Friday, April 19, 2013

An Odd Beethoven Moment

We indulged in what I''d count s one of the oddest Beethoven experiences of my life down at the Mondavi Center at Davis last night.  The subject was the violin concerto in D major, Op. 61.  The conductor was Herbert Blomstedt (with the San Francisco Symphony).  The soloist was Augustin Hadelich except that's the thing: the two (symphony and soloist) scarcely seemed to be in the same room together; you had to wonder if they had ever met.   Hadelich was technically dazzling although he played like a kid, younger than you might expect for his 28 years.  And maybe that's the thing; at 85, Blomstedt is more than three times the young fella's age, easily old enough to be his grandfather.  You had to wonder what it might be like if they teamed young Gustavo Dudamel (now 32, after what seems already to have been a long career) with a soloist of, say, 96.  It was fun to bask in the sound of the Stradivarius, though, although you did feel a twinge of pity for the poor Strad as the young man assaulted it with pizzicati in the Paganini encore.
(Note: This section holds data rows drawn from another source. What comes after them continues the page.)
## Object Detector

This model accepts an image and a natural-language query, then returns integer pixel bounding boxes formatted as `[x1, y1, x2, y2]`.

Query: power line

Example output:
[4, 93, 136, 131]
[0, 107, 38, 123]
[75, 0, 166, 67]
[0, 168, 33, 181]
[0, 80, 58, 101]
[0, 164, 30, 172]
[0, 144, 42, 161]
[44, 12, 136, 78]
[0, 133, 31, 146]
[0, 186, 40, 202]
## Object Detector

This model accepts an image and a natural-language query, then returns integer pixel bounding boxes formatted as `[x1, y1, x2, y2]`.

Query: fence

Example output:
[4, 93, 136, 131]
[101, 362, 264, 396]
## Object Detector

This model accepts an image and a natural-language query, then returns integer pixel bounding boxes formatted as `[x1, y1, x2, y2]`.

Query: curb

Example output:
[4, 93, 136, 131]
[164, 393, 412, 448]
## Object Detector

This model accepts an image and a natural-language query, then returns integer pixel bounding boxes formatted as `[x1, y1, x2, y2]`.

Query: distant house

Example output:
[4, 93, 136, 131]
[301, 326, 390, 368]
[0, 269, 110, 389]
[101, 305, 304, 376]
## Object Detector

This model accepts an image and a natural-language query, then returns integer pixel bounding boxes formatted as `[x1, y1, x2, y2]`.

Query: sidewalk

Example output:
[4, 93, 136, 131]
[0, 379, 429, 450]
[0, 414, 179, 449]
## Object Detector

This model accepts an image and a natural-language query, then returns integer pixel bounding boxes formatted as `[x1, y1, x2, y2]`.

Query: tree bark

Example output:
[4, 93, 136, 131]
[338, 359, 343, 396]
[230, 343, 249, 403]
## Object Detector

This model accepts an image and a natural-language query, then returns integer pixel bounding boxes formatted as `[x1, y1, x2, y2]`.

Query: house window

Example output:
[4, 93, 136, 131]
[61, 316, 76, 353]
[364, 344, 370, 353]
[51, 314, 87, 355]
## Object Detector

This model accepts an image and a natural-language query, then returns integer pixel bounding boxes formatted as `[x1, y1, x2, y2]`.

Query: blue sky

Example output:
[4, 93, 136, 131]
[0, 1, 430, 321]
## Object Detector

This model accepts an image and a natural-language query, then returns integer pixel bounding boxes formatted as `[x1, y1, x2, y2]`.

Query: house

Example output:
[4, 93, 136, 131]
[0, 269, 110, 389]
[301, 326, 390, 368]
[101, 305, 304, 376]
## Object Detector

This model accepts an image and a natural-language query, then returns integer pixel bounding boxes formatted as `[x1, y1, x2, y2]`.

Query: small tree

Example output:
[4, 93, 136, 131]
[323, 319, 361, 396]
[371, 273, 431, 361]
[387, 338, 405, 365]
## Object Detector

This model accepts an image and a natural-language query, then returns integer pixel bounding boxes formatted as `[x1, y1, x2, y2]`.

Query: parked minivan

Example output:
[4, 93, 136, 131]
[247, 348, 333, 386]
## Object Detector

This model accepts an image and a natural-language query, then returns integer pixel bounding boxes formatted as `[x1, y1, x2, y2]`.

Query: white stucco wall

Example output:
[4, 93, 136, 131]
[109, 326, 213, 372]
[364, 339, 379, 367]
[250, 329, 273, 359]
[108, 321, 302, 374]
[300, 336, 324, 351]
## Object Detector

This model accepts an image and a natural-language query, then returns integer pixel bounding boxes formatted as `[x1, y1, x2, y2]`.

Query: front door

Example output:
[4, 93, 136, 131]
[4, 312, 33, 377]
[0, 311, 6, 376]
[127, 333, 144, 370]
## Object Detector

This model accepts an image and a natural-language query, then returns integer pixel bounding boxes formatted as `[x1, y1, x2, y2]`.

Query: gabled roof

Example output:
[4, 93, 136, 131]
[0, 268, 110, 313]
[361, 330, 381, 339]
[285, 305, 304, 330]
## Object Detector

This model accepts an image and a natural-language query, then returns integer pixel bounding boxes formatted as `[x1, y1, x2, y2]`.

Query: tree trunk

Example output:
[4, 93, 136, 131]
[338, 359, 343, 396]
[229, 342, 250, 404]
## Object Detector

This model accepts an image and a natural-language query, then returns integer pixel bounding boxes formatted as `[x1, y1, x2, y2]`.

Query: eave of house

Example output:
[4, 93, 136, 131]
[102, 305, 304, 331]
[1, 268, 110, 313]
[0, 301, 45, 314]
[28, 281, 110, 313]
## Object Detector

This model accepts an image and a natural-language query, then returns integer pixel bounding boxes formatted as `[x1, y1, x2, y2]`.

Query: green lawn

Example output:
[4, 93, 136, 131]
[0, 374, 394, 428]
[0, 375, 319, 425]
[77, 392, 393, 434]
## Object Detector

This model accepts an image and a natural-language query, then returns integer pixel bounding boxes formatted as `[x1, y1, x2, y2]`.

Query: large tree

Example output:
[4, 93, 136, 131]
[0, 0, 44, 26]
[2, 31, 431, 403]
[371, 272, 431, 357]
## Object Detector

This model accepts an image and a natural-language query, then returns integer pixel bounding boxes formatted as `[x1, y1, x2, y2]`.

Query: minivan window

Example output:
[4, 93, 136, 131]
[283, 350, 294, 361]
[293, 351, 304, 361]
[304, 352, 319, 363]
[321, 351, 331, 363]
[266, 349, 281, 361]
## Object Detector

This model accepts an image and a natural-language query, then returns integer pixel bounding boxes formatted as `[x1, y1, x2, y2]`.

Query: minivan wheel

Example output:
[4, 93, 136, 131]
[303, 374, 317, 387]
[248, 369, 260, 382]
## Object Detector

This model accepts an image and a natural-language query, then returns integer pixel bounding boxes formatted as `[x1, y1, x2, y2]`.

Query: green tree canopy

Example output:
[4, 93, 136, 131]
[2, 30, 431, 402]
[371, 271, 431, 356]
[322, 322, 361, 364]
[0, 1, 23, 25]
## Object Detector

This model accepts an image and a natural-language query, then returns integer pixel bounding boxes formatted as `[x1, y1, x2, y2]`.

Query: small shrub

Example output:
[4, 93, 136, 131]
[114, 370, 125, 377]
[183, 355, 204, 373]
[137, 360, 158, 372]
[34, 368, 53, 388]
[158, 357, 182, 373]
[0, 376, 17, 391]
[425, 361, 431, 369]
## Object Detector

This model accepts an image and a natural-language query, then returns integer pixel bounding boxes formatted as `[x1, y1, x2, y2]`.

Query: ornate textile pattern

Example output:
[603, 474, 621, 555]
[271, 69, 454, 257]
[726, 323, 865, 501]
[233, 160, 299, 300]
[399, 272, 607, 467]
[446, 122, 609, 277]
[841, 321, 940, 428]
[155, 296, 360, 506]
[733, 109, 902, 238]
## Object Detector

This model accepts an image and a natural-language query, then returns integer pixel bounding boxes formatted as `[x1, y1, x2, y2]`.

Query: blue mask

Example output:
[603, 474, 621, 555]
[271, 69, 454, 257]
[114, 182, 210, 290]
For the second half, we had the orchestra minus soloist doing Nielsen's fifth.  It was all comfortably Nordic in a Strindbergian/Munchian/Kierkegaardian/Mankellian sort of way. You got the feeling that Blomstedt the Swede felt a lot more at home with his Danish neighbor.  It was entertaining to reflect that the murky Dane's day job was to conduct the band at the Tivoli Gardens.